Slough Aspire based in Edinburgh Avenue on the Trading Estate was created in 2013 supported by Langley College, the young peoples' charity Learning to Work, solicitors Kidd Rapinet and SEGRO which runs the estate.

Its aim was to help young people develop their skills to match the town's businesses. It has been a huge success, helping 17,500 young people find careers - while supporting 5,500 training programmes for the unemployed. An estimated 20,000 people have visited its premises and 450 businesses have become involved.

Kate Webb, chairman of the Slough Aspire Board, said: “The very real and far-reaching impact of the Coronavirus pandemic has meant that the difficult decision to close Slough Aspire had to be taken."

The centre was forced to close during lockdown and has been unable since to keep financially afloat.

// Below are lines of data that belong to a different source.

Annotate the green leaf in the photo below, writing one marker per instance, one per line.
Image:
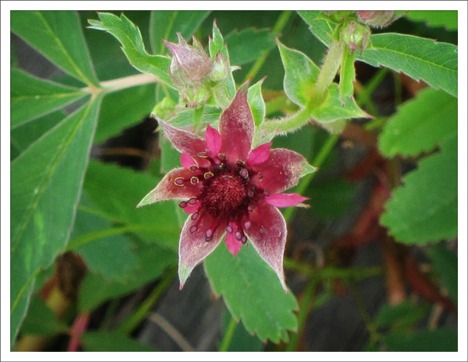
(23, 136)
(32, 97)
(249, 44)
(46, 180)
(446, 18)
(116, 192)
(400, 316)
(425, 208)
(166, 24)
(252, 292)
(241, 340)
(331, 109)
(440, 340)
(124, 109)
(446, 265)
(211, 115)
(347, 75)
(421, 59)
(300, 75)
(256, 103)
(112, 342)
(59, 37)
(152, 260)
(132, 44)
(41, 320)
(419, 124)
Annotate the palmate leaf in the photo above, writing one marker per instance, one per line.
(132, 44)
(420, 124)
(252, 292)
(420, 58)
(32, 97)
(424, 209)
(59, 37)
(46, 181)
(166, 24)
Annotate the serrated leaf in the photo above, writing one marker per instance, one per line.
(124, 109)
(46, 181)
(31, 97)
(331, 109)
(440, 340)
(166, 24)
(59, 37)
(132, 45)
(116, 191)
(249, 44)
(434, 18)
(300, 75)
(252, 293)
(424, 209)
(151, 262)
(420, 58)
(446, 265)
(256, 103)
(41, 320)
(112, 342)
(419, 124)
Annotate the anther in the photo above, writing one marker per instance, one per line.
(179, 181)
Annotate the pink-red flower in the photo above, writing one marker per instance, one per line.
(228, 188)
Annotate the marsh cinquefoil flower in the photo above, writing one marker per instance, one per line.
(230, 189)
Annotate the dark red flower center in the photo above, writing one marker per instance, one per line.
(225, 195)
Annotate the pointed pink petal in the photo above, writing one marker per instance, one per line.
(237, 128)
(193, 247)
(167, 189)
(285, 200)
(267, 234)
(260, 154)
(183, 141)
(232, 243)
(281, 171)
(187, 161)
(213, 140)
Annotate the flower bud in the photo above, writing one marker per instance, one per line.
(355, 35)
(220, 68)
(190, 64)
(378, 18)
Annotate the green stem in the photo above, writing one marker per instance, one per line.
(329, 69)
(318, 162)
(225, 343)
(277, 29)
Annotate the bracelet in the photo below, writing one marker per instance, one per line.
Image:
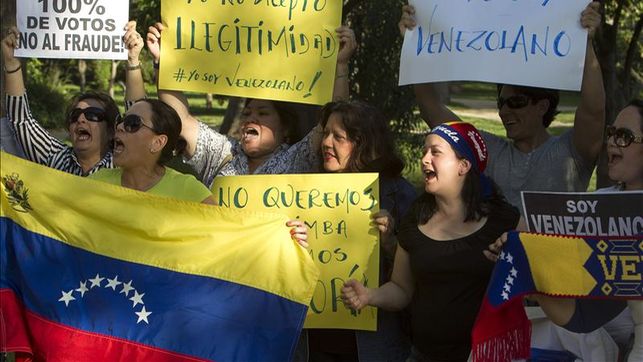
(12, 71)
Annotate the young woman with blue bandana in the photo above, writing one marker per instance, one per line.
(439, 268)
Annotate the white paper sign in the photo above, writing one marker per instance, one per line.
(72, 29)
(537, 43)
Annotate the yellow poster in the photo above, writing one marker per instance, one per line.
(283, 50)
(337, 209)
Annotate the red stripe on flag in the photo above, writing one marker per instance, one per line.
(57, 342)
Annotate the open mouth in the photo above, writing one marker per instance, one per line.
(82, 134)
(613, 158)
(429, 175)
(118, 145)
(249, 132)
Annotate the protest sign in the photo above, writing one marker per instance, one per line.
(584, 214)
(524, 42)
(284, 50)
(72, 29)
(343, 244)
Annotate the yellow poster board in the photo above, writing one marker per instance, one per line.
(283, 50)
(337, 209)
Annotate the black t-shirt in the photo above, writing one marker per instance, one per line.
(451, 279)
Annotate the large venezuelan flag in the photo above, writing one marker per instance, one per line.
(91, 271)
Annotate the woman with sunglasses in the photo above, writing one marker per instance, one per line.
(147, 137)
(625, 167)
(439, 269)
(267, 128)
(89, 119)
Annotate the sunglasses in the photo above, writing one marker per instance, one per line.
(92, 114)
(514, 102)
(132, 123)
(623, 137)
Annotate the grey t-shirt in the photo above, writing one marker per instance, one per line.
(553, 166)
(220, 155)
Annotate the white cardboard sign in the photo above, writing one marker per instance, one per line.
(72, 29)
(536, 43)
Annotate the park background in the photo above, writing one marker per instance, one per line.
(373, 77)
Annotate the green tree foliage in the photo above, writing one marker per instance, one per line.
(46, 89)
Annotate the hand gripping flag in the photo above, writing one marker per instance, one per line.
(558, 266)
(95, 272)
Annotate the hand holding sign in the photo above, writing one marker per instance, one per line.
(133, 41)
(153, 40)
(496, 41)
(355, 295)
(9, 43)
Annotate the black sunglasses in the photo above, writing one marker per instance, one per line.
(92, 114)
(132, 123)
(514, 102)
(623, 137)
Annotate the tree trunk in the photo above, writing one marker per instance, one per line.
(82, 73)
(8, 15)
(112, 78)
(208, 100)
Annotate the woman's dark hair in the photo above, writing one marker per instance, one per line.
(537, 94)
(288, 117)
(110, 107)
(638, 103)
(167, 122)
(477, 206)
(374, 148)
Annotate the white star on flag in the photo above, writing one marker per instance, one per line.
(67, 297)
(96, 281)
(137, 298)
(142, 316)
(112, 283)
(127, 287)
(505, 296)
(82, 289)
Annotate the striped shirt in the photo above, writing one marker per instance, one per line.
(40, 146)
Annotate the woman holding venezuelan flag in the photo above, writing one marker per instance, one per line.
(439, 268)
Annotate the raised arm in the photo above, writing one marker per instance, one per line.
(589, 120)
(14, 83)
(433, 111)
(134, 86)
(37, 144)
(394, 295)
(347, 45)
(175, 99)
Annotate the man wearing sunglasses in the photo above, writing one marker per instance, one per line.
(89, 118)
(532, 159)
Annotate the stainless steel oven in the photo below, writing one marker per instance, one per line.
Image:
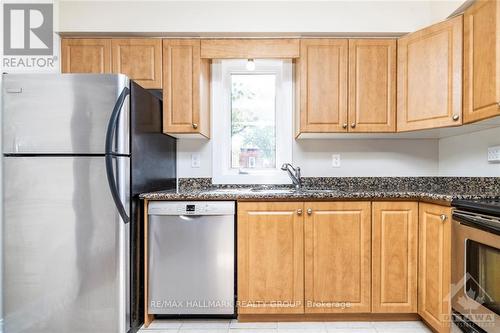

The Aspire Centre will remain empty until future plans for the site can be organised.

But Neil Impiazzi, Partnership Development Director for SEGRO, said its commitment to skills and employment training remained 'unwavering'.

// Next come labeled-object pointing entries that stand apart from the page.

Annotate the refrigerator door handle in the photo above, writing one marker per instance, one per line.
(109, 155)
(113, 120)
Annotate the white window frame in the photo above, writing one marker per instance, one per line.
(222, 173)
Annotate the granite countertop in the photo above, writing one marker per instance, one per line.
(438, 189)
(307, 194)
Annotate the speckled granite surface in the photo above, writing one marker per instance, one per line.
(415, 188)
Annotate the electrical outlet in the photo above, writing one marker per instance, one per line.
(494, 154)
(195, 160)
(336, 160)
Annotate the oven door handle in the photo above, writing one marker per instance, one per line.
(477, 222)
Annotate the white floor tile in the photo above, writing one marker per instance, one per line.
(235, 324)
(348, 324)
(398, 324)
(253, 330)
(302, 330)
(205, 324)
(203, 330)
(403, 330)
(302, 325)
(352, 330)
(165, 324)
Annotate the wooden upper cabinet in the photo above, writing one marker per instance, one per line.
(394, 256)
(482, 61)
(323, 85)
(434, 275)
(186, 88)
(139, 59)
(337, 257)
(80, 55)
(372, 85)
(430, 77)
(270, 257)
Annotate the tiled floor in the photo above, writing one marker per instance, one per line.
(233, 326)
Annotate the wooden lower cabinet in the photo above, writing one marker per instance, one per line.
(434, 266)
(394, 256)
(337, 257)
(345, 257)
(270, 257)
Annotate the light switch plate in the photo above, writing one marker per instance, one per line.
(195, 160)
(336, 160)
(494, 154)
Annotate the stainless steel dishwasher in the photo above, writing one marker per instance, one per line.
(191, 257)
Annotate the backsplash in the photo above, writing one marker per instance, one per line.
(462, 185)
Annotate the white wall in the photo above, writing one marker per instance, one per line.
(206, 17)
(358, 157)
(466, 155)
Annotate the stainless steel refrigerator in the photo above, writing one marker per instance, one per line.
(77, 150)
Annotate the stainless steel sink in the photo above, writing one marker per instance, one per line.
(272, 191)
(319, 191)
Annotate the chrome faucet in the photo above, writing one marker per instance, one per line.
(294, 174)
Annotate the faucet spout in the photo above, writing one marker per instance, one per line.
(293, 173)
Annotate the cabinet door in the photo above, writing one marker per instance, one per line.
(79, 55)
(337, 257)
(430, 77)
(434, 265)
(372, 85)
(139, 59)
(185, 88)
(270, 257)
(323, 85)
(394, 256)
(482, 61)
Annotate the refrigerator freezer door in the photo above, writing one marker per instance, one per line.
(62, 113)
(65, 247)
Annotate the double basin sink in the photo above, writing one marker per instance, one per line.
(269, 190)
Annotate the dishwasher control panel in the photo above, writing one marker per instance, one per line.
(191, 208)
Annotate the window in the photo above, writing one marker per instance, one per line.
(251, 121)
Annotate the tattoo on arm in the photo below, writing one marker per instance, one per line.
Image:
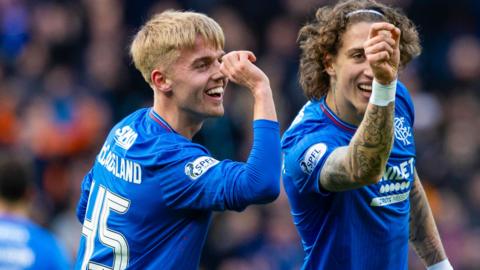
(424, 235)
(363, 161)
(372, 143)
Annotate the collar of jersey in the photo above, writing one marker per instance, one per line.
(337, 121)
(157, 118)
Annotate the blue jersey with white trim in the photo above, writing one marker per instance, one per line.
(364, 228)
(147, 201)
(25, 245)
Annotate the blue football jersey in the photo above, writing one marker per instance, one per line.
(147, 201)
(365, 228)
(25, 245)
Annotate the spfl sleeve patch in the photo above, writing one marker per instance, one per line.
(312, 157)
(199, 166)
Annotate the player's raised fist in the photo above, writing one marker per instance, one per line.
(383, 52)
(238, 67)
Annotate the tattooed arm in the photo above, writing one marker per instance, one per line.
(363, 161)
(424, 235)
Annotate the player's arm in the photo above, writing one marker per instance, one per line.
(238, 67)
(363, 161)
(424, 235)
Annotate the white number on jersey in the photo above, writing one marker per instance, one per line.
(104, 202)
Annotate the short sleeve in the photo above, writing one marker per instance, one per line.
(304, 162)
(198, 181)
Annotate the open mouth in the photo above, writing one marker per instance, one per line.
(215, 92)
(365, 89)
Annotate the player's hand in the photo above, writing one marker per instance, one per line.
(382, 50)
(238, 67)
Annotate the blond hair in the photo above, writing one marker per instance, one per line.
(323, 36)
(160, 40)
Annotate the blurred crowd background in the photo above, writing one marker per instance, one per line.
(66, 78)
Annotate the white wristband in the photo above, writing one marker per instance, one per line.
(383, 94)
(443, 265)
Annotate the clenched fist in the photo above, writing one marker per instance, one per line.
(383, 52)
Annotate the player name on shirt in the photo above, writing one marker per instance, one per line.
(120, 167)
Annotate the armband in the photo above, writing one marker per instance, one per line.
(383, 94)
(443, 265)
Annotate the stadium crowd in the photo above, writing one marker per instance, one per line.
(65, 78)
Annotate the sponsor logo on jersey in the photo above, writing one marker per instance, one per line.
(199, 166)
(125, 137)
(312, 157)
(402, 131)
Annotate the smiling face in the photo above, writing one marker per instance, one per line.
(196, 81)
(350, 75)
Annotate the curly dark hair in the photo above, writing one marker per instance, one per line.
(323, 36)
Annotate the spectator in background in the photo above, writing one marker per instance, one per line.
(23, 244)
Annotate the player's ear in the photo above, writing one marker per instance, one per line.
(160, 81)
(328, 64)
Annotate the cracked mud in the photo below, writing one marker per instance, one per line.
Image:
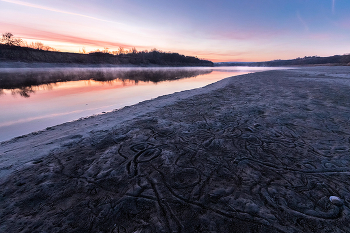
(262, 154)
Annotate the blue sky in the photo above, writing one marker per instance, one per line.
(220, 30)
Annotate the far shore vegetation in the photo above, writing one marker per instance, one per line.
(16, 49)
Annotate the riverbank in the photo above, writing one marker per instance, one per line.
(260, 152)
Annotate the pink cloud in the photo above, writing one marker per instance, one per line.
(35, 34)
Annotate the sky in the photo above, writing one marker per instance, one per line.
(220, 30)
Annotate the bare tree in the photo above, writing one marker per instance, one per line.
(133, 50)
(8, 39)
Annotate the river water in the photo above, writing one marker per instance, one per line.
(32, 99)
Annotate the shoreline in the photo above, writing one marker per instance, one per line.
(256, 152)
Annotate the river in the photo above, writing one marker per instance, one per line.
(32, 99)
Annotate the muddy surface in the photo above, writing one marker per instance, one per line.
(262, 154)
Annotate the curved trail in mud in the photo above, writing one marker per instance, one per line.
(260, 152)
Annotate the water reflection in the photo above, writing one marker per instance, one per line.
(25, 82)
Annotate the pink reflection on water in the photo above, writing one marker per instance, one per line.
(57, 103)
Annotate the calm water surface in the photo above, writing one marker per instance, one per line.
(33, 99)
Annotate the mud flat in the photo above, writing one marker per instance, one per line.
(260, 152)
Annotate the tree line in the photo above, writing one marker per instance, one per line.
(9, 40)
(12, 48)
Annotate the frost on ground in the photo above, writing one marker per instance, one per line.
(261, 152)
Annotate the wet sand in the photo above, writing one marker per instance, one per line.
(259, 152)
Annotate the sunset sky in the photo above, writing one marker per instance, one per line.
(220, 30)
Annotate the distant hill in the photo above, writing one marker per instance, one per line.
(314, 60)
(24, 54)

He said: “Our recently launched Centenary Fund is being used to support local charities focussed on delivering training and skills programmes digitally to the Slough community during the ongoing pandemic. Additionally, we will be maintaining the former Slough Aspire training facility on the Slough Trading Estate and are exploring how we can repurpose it to continue to benefit the community and local businesses.

“We are incredibly proud of what Slough Aspire has achieved. It has been a force for good in Slough – for residents and businesses alike.”